4
votes

I need to read all the entries in a Google AppEngine datastore to do some initialization work. There are a lot of entities (80k currently) and this continues to grow. I'm starting to hit the 30 second datastore query timeout limit.

Are there any best practices for how to shard these types of huge reads in the datastore? Any examples?

2
Could you explain the use case? - Sebastian Kreft
I have a query which basically just does a scan on my datastore for entities of a particular kind. There are about 80k of them in there and they take a long time to read, about 45 seconds. This exceeds the datastore read timeout which means that these table scans fail. I'm trying to understand how I can somehow break up my reads into small chunks or otherwise push this to some longer deadline type of processing so that my initialization won't fail. Also, the number of entities I have (80k today) is likely to grow so I'd like this to work for 800k entities. @SebastianKreft - user1617999
Sounds like a job for a mapreduce. - Daniel Roseman
Without knowing more about what the data is and why you would want to query so much of it at once all I can do is agree with @DanielRoseman that mapreduce tends to be a good tool for jobs of this size. With more information about the reasoning and purpose behind the query and data we may be able to provide better advice. - Bryce Cutt

2 Answers

3
votes

You can tackle this in several ways:

  1. Execute your code on Task Queue which has 10min timeout instead of 30s (more like 60s in practice). The easiest way to do this is via DeferredTask.

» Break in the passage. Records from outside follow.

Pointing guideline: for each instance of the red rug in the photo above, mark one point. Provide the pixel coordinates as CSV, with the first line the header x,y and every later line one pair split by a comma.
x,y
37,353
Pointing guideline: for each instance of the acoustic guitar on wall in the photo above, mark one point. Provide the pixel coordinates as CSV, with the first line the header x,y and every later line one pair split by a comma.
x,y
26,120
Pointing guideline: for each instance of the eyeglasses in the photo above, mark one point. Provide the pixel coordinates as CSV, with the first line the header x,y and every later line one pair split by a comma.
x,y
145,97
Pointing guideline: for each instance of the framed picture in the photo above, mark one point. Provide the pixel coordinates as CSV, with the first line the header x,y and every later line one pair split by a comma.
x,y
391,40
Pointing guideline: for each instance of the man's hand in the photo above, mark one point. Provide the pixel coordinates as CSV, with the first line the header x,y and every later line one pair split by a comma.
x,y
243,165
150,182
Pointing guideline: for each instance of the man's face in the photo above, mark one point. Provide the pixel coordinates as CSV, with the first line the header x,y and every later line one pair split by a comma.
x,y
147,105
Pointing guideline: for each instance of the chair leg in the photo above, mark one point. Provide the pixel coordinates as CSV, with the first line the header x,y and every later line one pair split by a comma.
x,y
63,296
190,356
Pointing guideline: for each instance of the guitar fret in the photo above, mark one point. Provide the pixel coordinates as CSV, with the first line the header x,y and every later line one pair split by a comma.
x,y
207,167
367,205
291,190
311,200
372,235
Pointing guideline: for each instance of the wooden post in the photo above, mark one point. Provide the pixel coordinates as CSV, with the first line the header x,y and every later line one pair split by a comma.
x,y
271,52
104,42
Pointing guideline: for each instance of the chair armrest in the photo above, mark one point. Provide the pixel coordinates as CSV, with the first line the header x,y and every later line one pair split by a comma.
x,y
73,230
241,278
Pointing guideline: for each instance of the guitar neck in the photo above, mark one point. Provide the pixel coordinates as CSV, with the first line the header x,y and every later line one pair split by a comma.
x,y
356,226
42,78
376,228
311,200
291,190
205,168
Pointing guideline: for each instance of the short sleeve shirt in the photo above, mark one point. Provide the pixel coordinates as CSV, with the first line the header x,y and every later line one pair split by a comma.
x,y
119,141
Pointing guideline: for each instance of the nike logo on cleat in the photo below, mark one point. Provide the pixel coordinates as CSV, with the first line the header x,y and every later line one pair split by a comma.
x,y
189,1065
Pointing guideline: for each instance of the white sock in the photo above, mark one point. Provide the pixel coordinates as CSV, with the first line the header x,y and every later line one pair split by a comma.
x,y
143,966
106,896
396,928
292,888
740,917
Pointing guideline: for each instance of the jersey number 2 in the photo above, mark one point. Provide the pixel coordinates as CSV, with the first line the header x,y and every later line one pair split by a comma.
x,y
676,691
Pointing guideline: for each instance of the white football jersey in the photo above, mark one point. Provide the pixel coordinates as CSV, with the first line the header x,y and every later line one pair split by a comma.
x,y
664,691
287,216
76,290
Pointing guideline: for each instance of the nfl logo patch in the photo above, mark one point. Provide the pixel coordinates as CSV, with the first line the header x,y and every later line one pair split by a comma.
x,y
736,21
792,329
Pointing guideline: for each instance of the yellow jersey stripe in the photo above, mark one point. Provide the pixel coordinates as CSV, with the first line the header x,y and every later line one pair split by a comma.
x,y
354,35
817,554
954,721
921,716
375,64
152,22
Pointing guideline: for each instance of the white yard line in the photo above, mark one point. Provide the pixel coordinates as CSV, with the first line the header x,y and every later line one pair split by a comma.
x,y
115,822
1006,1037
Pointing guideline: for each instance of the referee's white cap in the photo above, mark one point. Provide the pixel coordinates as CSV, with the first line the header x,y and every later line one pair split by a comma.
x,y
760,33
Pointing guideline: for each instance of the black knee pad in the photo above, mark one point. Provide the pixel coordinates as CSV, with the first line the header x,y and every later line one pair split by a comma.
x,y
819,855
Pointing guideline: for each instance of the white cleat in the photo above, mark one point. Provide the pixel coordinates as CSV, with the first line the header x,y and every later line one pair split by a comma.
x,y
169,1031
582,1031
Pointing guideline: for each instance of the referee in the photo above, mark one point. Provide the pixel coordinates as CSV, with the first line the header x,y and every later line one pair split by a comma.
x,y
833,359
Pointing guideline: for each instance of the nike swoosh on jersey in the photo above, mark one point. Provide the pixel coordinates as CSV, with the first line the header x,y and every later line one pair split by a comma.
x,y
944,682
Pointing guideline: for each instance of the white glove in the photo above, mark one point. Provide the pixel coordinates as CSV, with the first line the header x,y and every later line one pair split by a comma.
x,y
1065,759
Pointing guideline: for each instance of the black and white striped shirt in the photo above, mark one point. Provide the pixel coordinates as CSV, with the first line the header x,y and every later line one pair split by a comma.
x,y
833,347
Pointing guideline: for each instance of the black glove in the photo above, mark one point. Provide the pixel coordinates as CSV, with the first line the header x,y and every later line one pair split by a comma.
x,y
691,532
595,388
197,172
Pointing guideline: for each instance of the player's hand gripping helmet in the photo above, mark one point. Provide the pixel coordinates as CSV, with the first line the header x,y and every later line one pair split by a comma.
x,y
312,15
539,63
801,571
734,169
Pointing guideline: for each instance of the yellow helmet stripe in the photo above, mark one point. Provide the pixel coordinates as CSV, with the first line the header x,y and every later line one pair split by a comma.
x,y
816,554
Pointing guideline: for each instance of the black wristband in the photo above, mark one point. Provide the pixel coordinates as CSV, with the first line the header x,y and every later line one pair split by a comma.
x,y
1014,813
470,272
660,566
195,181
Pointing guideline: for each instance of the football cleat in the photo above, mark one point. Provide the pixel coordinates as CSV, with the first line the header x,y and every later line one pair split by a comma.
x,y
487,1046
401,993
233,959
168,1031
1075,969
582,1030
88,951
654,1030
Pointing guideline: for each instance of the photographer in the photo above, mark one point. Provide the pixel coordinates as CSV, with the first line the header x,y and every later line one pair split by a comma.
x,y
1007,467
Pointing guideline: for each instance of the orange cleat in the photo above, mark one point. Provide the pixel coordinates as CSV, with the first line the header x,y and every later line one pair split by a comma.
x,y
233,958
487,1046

    Warning: DeferredTask must be serializable, so it's hard to pass it complex data. Also dont make it an inner class.

  2. See backends. Requests served by backend instance do not have time limit.

  3. Finally, if you need to break-up a big task and execute in parallel than look at mapreduce.

0
votes

This answer on StackExchange served me well:

Expired queries and appengine

I had to slightly modify it to work for me:

def loop_over_objects_in_batches(batch_size, object_class, callback):

    num_els = object_class.count() 
    num_loops = num_els / batch_size
    remainder = num_els - num_loops * batch_size
    logging.info("Calling batched loop with batch_size: %d, num_els: %s, num_loops: %s, remainder: %s, object_class: %s, callback: %s," % (batch_size, num_els, num_loops, remainder, object_class, callback))    
    offset = 0
    while offset < num_loops * batch_size:
        logging.info("Processing batch (%d:%d)" % (offset, offset+batch_size))
        query = object_class[offset:offset + batch_size]
        for q in query:
            callback(q)

        offset = offset + batch_size

    if remainder:
        logging.info("Processing remainder batch (%d:%d)" % (offset, num_els))
        query = object_class[offset:num_els]
        for q in query:
            callback(q)